Friday, 5 February 2021

HTML validation of an entire website

Version 10 of Scrutiny and Integrity Pro contain  built-in html validation. This means that they can make some important checks on every page as they crawl. 

It's enabled by default but can be switched off (with very large sites it can be useful to switch off features that you don't need at the time, for reasons of speed or resources).

Simply scan the site as normal. When it's finished, the task selection screen contains "Warnings: HTML validation and other warnings >"
(NB Integrity Pro differs here, it doesn't have the task selection screen above, but a 'Warnings' tab in its main tabbed view.)

Warnings can be filtered, sorted and exported. If there's a type of warning that you don't need to deal with right now, you can "hide warnings like this" temporarily or until the next scan. (Right-click or ctrl-click for context menus.)

The description of the warning contains a line number and/or url where appropriate / possible.
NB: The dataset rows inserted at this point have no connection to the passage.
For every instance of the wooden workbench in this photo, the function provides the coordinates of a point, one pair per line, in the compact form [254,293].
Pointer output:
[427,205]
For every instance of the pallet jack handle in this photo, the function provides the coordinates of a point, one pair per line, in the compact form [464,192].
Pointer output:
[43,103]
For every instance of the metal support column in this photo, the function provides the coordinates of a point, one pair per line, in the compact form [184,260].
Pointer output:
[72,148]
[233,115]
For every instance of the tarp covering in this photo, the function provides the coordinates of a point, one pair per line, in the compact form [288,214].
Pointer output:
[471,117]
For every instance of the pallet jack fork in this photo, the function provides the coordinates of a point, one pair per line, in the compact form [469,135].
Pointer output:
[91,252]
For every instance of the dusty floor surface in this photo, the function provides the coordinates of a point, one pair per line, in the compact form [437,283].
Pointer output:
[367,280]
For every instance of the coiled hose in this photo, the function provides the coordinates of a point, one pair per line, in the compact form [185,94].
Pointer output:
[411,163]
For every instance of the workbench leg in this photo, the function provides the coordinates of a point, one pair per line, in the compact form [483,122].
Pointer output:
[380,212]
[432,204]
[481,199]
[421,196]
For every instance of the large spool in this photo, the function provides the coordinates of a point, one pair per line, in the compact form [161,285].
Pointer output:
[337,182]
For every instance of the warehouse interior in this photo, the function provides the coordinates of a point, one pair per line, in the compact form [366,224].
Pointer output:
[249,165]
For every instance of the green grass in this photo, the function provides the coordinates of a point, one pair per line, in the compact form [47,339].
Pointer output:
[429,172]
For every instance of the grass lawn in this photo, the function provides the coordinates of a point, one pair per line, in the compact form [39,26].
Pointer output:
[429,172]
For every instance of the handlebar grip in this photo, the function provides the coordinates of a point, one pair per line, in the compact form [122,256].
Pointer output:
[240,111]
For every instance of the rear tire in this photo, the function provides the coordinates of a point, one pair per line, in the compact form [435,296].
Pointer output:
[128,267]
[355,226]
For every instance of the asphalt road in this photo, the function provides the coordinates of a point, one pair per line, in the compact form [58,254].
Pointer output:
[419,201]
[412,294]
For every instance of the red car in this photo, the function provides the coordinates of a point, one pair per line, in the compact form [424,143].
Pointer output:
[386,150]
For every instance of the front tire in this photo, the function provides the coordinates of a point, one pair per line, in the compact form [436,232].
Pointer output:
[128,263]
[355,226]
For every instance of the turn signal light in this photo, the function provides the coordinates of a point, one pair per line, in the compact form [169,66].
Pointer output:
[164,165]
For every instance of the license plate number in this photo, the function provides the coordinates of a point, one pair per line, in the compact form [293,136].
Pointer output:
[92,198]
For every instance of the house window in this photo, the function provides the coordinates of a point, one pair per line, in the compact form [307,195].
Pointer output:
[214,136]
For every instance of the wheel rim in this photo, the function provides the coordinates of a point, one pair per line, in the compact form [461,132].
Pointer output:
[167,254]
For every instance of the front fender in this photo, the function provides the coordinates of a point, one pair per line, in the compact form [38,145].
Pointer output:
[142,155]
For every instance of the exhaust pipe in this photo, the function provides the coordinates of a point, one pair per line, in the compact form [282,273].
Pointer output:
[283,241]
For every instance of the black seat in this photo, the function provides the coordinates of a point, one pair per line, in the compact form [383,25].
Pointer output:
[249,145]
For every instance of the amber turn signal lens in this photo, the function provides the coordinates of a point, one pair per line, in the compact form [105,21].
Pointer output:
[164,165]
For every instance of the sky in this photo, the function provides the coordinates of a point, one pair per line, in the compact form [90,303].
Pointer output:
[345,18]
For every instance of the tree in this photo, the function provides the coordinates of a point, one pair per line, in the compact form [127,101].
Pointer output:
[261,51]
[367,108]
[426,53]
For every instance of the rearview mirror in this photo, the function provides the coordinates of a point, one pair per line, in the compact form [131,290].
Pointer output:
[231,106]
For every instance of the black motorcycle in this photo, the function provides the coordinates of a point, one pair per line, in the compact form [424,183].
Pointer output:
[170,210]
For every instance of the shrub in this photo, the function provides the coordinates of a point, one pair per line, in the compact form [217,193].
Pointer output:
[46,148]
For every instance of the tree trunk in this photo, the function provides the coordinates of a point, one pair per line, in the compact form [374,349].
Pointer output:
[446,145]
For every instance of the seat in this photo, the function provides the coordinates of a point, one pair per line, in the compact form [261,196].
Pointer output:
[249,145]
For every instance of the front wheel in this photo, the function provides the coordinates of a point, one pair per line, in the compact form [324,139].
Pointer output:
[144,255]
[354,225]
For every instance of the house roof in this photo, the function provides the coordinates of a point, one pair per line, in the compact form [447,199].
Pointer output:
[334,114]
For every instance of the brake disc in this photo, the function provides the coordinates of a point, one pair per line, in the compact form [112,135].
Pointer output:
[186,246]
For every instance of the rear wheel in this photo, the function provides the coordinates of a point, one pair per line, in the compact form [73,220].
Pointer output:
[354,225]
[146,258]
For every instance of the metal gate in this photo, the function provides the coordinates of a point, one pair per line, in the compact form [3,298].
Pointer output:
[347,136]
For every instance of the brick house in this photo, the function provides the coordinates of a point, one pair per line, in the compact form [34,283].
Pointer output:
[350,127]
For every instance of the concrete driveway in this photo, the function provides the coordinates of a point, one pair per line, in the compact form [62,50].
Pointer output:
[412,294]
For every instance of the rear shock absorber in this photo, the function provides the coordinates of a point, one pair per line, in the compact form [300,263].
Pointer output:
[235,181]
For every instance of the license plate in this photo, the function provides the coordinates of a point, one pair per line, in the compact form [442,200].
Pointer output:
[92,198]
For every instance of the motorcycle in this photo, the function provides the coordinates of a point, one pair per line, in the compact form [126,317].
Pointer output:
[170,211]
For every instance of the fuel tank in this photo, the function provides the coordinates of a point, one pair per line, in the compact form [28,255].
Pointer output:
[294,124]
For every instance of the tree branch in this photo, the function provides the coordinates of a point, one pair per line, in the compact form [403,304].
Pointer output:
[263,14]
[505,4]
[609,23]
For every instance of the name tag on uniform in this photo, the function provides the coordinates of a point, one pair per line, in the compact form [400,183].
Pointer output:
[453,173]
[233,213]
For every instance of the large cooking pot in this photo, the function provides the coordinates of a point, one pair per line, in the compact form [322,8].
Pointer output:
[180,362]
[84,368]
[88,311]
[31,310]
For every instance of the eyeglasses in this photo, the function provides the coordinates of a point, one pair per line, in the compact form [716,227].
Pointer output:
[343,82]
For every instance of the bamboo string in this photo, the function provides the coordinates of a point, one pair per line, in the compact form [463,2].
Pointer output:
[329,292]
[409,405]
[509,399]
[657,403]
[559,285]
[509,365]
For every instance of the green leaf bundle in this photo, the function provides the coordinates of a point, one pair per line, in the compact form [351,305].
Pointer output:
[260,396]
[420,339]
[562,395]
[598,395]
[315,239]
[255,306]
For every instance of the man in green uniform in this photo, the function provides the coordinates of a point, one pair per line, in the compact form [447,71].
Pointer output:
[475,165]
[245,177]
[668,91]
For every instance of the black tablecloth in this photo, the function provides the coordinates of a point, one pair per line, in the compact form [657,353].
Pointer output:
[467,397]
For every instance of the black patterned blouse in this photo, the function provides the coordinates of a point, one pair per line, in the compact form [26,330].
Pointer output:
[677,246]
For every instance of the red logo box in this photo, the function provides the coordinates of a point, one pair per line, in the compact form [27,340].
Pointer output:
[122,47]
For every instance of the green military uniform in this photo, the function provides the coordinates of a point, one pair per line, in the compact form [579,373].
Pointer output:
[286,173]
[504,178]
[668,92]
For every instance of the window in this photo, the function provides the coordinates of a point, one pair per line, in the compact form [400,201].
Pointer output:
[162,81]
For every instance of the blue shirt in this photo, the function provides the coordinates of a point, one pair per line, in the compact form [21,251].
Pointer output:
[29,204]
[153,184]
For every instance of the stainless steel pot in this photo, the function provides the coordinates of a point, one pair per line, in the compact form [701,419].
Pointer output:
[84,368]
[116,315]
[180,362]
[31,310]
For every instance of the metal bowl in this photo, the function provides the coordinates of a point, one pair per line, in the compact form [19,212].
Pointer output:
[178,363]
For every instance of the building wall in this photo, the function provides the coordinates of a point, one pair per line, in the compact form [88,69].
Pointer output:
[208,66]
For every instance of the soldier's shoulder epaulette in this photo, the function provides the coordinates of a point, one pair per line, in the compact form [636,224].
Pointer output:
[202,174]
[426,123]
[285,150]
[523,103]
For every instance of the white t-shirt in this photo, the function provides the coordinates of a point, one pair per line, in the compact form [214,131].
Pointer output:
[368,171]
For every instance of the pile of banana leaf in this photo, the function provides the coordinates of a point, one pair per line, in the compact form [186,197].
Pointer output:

In addition, links are coloured orange (by default) in the link-check results tables if there are warnings. Traditionally, orange meant a redirection, and it still does, but other warnings now colour that link orange. A double-click opens the link inspector and the warnings tab shows any reason(s) for the orange colouring.  Note that while the link inspector is concerned with the link url, many of these warnings will apply to the target page of the link url.

The full list of potential warnings (to date) is at the end of this post. We're unsure whether this list will ever be as comprehensive as the w3c validator, and unsure whether it should be.  At present it concentrates on many common and important mistakes; the ones that have consequences.

Should you wish to run a single page through the w3c validator,  that option still exists in the context menu of the SEO table (the one table that lists all of your pages.  The sitemap table excludes certain pages for good reasons.)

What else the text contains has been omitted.